Optimized printing process enables custom organic electronics

They are thin, light-weight, flexible and can be produced cost- and energy-efficiently: printed microelectronic components made of synthetics. Flexible displays and touch screens, glowing films, RFID tags and solar cells represent a future market. In the context of an international cooperation project, physicists at the Technische Universität München (TUM) have now observed the creation of razor thin polymer electrodes during the printing process and successfully improved the electrical properties of the printed films.

Solar cells out of a printer? This seemed unthinkable only a few years ago. There were hardly any alternatives to classical silicon technology available. In the mean time touch screens, sensors and solar cells can be made of conducting polymers. Flexible monitors and glowing wall paper made of organic light emitting diodes, so-called OLEDs, are in rapid development. The “organic electronics” are hailed as a promising future market.

However, the technology also has its pitfalls: To manufacture the components on an industrial scale, semiconducting or insulating layers – each a thousand times thinner than a human hair – must be printed onto a carrier film in a predefined order. “This is a highly complex process, whose details need to be fully understood to allow custom-tailored applications,” explains Professor Peter Müller-Buschbaum of the Chair of Functional Materials at TU München.

A further challenge is the contacting between flexible, conducting layers. Hitherto electronic contacts made of crystalline indium tin oxide were frequently used. However, this construction has numerous drawbacks: The oxide is more brittle than the polymer layers over them, which limits the flexibility of the cells. Furthermore, the manufacturing process also consumes much energy. Finally, indium is a rare element that exists only in very limited quantities.

Polymers in X-ray light 

A few months ago, researchers from the Lawrence Berkeley National Laboratory in California for the first time succeeded in observing the cross-linking of polymer molecules in the active layer of an organic solar cell during the printing process. In collaboration with their colleagues in California, Müller-Buschbaum’s team took advantage of this technology to improve the characteristics of the polymer electronic elements.

The researchers used X-ray radiation generated in the Berkley synchrotron for their investigations. The X-rays are directed to the freshly printed synthetic layer and scattered. The arrangement and orientation of the molecules during the curing process of the printed films can be determined from changes in the scattering pattern.

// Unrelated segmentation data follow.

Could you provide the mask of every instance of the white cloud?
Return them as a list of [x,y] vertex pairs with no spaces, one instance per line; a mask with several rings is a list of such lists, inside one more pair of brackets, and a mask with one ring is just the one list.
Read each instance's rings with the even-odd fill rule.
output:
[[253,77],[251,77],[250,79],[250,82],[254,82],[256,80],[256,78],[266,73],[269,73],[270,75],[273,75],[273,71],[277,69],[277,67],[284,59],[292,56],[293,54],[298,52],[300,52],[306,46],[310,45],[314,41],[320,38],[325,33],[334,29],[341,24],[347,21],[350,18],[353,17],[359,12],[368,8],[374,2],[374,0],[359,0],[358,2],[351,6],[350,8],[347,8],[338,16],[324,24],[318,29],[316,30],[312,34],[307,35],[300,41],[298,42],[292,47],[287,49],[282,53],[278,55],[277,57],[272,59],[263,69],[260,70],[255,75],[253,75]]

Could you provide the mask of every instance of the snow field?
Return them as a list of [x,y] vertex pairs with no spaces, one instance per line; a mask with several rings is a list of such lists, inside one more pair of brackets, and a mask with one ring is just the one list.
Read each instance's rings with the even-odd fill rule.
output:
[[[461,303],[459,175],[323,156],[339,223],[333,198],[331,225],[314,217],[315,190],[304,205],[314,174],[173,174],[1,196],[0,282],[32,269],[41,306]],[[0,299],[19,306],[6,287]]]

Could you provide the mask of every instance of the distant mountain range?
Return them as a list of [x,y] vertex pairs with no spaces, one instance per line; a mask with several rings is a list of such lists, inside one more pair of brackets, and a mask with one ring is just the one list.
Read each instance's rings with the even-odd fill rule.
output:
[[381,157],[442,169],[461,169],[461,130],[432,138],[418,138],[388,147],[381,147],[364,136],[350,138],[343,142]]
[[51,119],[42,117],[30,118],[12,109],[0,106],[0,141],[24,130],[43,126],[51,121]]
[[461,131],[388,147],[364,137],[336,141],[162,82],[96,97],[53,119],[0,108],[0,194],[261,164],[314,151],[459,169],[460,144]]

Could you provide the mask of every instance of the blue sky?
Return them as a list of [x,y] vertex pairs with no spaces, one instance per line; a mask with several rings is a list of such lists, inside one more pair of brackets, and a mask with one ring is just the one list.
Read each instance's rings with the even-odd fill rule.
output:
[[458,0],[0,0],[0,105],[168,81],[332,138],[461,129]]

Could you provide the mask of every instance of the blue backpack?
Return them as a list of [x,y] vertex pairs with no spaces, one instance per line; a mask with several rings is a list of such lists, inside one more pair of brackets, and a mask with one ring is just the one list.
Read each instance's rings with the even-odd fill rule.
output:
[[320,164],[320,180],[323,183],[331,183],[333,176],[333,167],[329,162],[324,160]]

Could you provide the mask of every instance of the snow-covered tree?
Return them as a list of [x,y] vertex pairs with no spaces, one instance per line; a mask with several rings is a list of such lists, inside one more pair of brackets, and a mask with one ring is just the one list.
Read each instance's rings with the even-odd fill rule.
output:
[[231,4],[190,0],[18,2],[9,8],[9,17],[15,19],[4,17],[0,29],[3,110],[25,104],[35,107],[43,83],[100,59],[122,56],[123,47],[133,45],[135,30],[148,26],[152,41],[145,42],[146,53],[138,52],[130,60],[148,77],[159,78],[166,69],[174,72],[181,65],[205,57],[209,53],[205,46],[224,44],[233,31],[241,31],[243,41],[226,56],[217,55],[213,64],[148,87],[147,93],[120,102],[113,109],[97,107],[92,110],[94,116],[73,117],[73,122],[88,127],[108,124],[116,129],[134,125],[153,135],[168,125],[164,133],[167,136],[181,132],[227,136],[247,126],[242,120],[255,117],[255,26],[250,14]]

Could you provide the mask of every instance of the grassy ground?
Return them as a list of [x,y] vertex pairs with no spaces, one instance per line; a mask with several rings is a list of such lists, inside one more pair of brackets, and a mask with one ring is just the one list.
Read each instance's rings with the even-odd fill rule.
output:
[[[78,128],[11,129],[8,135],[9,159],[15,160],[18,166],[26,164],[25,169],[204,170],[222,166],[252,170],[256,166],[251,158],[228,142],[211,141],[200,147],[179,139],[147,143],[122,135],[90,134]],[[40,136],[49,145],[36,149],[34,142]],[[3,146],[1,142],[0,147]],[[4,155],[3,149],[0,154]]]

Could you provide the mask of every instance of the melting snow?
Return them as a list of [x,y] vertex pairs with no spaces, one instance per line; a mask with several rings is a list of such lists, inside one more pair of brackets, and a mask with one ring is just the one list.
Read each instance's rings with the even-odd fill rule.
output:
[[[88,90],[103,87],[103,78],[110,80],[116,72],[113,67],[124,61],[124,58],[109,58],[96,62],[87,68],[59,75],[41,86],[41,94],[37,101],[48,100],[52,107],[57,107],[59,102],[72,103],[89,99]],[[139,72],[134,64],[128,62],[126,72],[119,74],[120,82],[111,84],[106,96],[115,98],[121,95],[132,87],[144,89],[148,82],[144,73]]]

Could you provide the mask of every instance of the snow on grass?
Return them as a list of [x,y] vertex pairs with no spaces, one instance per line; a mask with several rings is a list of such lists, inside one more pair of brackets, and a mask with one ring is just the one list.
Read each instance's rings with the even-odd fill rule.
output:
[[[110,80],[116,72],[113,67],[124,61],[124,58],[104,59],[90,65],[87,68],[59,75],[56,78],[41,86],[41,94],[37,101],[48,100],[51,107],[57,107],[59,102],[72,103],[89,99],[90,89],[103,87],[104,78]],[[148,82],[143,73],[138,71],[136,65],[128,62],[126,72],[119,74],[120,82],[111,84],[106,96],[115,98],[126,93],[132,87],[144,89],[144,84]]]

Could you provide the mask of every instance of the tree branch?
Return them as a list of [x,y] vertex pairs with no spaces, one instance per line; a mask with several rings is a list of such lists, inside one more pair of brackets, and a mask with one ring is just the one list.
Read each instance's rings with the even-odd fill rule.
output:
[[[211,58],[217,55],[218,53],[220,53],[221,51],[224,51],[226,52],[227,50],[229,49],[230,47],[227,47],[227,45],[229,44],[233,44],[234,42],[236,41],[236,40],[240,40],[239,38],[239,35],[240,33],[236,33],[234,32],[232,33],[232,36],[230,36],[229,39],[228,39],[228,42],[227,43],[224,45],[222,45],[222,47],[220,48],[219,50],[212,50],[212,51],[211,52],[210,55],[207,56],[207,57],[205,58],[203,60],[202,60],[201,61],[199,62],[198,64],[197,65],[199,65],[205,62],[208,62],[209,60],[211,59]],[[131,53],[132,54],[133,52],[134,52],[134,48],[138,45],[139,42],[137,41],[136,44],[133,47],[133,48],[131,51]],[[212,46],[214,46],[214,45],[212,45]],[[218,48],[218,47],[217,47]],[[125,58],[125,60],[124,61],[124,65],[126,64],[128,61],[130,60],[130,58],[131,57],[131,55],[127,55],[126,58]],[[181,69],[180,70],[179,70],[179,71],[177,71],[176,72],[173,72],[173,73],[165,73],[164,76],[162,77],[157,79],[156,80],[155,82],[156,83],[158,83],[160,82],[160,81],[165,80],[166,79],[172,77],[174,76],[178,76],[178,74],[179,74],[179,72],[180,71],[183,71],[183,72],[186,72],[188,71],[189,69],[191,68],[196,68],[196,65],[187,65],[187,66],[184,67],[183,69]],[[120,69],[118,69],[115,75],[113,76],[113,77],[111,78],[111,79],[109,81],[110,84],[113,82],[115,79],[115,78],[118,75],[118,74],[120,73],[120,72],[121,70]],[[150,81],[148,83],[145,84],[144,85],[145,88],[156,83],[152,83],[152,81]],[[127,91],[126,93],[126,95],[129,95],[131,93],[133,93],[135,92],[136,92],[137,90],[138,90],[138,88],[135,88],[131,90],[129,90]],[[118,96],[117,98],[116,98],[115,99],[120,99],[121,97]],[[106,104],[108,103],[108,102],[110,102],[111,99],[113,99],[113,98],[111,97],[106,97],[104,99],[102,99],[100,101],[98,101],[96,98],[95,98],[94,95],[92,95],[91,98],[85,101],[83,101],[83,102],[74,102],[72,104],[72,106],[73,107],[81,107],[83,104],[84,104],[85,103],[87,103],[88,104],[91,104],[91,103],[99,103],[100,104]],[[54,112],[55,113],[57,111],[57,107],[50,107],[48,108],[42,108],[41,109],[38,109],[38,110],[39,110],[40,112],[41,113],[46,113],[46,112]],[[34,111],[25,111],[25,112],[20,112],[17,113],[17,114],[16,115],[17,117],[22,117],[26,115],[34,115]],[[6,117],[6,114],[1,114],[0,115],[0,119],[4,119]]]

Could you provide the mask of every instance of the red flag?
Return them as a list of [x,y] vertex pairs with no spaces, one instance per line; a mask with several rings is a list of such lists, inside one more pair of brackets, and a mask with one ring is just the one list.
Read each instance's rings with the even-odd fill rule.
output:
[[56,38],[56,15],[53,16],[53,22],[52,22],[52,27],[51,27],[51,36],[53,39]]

“Thanks to the very intensive X-ray radiation we can achieve a very high time resolution,” says Claudia M. Palumbiny. In Berkeley the physicist from the TUM investigated the “blocking layer” that sorts and selectively transports the charge carriers in the organic electronic components. The TUM research team is now, together with its US colleagues, publishing the results in the trade journal Advanced Materials.

Custom properties

“In our work, we showed for the first time ever that even small changes in the physico-chemical process conditions have a significant influence on the build-up and properties of the layer,” says Claudia M. Palumbiny. “Adding solvents with a high boiling point, for example, improves segregation in synthetics components. This improves the crystallization in conducting molecules. The distance between the molecules shrinks and the conductivity increases.

In this manner stability and conductivity can be improved to such an extent that the material can be deployed not only as a blocking layer, but even as a transparent, electrical contact. This can be used to replace the brittle indium tin oxide layers. “At the end of the day, this means that all layers could be produced using the same process,” explains Palumbiny. “That would be a great advantage for manufacturers.”

To make all of this possible one day, TUM researchers want to continue investigating and optimizing the electrode material further and make their know-how available to industry. “We have now formed the basis for pushing ahead materials development with future investigations so that these can be taken over by industrial enterprises,” explains Prof. Müller-Buschbaum.

The research was supported by the GreenTech Initiative “Interface Science for Photovoltaics” (ISPV) of the EuroTech Universities together with the International Graduate School of Science and Engineering (IGSSE) at TUM and by the Cluster of Excellence “Nanosystems Initiative Munich” (NIM). Further support came from the Elite Network of Bavaria’s International Doctorate Program “NanoBioTechnology” (IDK-NBT) and the Center for NanoScience (CeNS) and from “Polymer-Based Materials for Harvesting Solar Energy” (PHaSE), an Energy Frontier Research Center funded by the U.S. Department of Energy, Office of Basic Energy Sciences. Portions of the research were carried out at the Advanced Light Source which receives support by the Office of Basic Energy Sciences of the U.S. Department of Energy.